Cathrin Wawer

A Large Gene Cluster Encoding Several Magnetosome Proteins Is Conserved in Different Species of Magnetotactic Bacteria

ABSTRACT In magnetotactic bacteria, a number of specific proteins are associated with the magnetosome membrane (MM) and may have a crucial role in magnetite biomineralization. We have cloned and sequenced the genes of several of these polypeptides in the magnetotactic bacterium Magnetospirillum gryphiswaldense that could be assigned to two different genomic regions. Except for mamA, none of these genes have been previously reported to be related to magnetosome formation. Homologous genes were found in the genome sequences ofM. magnetotacticum and magnetic coccus strain MC-1. The MM proteins identified display homology to tetratricopeptide repeat proteins (MamA), cation diffusion facilitators (MamB), and HtrA-like serine proteases (MamE) or bear no similarity to known proteins (MamC and MamD). A major gene cluster containing several magnetosome genes (including mamA and mamB) was found to be conserved in all three of the strains investigated. ThemamAB cluster also contains additional genes that have no known homologs in any nonmagnetic organism, suggesting a specific role in magnetosome formation.

Characterization of a Spontaneous Nonmagnetic Mutant of Magnetospirillum gryphiswaldense Reveals a Large Deletion Comprising a Putative Magnetosome Island

Frequent spontaneous loss of the magnetic phenotype was observed in stationary-phase cultures of the magnetotactic bacterium Magnetospirillum gryphiswaldense MSR-1. A nonmagnetic mutant, designated strain MSR-1B, was isolated and characterized. The mutant lacked any structures resembling magnetosome crystals as well as internal membrane vesicles. The growth of strain MSR-1B was impaired under all growth conditions tested, and the uptake and accumulation of iron were drastically reduced under iron-replete conditions. A large chromosomal deletion of approximately 80 kb was identified in strain MSR-1B, which comprised both the entire mamAB and mamDC clusters as well as further putative operons encoding a number of magnetosome-associated proteins. A bacterial artificial chromosome clone partially covering the deleted region was isolated from the genomic library of wild-type M. gryphiswaldense. Sequence analysis of this fragment revealed that all previously identified mam genes were closely linked with genes encoding other magnetosome-associated proteins within less than 35 kb. In addition, this region was remarkably rich in insertion elements and harbored a considerable number of unknown gene families which appeared to be specific for magnetotactic bacteria. Overall, these findings suggest the existence of a putative large magnetosome island in M. gryphiswaldense and other magnetotactic bacteria.

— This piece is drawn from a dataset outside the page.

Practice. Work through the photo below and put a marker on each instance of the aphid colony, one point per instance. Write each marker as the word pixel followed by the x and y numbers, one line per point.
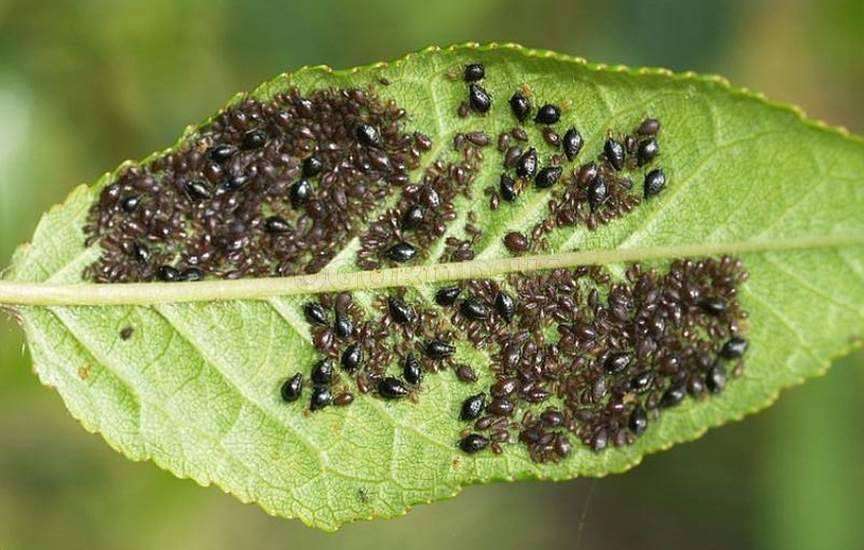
pixel 265 189
pixel 574 353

Transcriptional Organization and Regulation of Magnetosome Operons in Magnetospirillum gryphiswaldense

ABSTRACT Genes involved in magnetite biomineralization are clustered within the genomic magnetosome island of Magnetospirillum gryphiswaldense. Their transcriptional organization and regulation were studied by several approaches. Cotranscription of genes within the mamAB, mamDC, and mms clusters was demonstrated by reverse transcription-PCR (RT-PCR) of intergenic regions, indicating the presence of long polycistronic transcripts extending over more than 16 kb. The transcription start points of the mamAB, mamDC, and mms operons were mapped at 22 bp, 52 bp, and 58 bp upstream of the first genes of the operons, respectively. Identified −10 and −35 boxes of the PmamAB, PmamDC, and Pmms promoters showed high similarity to the canonical σ70 recognition sequence. The transcription of magnetosome genes was further studied in response to iron and oxygen. Transcripts of magnetosome genes were detected by RT-PCR both in magnetic cells grown microaerobically under iron-sufficient conditions and in nonmagnetic cells grown either aerobically or with iron limitation. The presence of transcripts was found to be independent of the growth phase. Further results from partial RNA microarrays targeting the putative magnetosome transcriptome of M. gryphiswaldense and real-time RT-PCR experiments indicated differences in expression levels depending on growth conditions. The expression of the mam and mms genes was down-regulated in nonmagnetic cells under iron limitation and, to a lesser extent, during aerobic growth compared to that in magnetite-forming cells grown microaerobically under iron-sufficient conditions.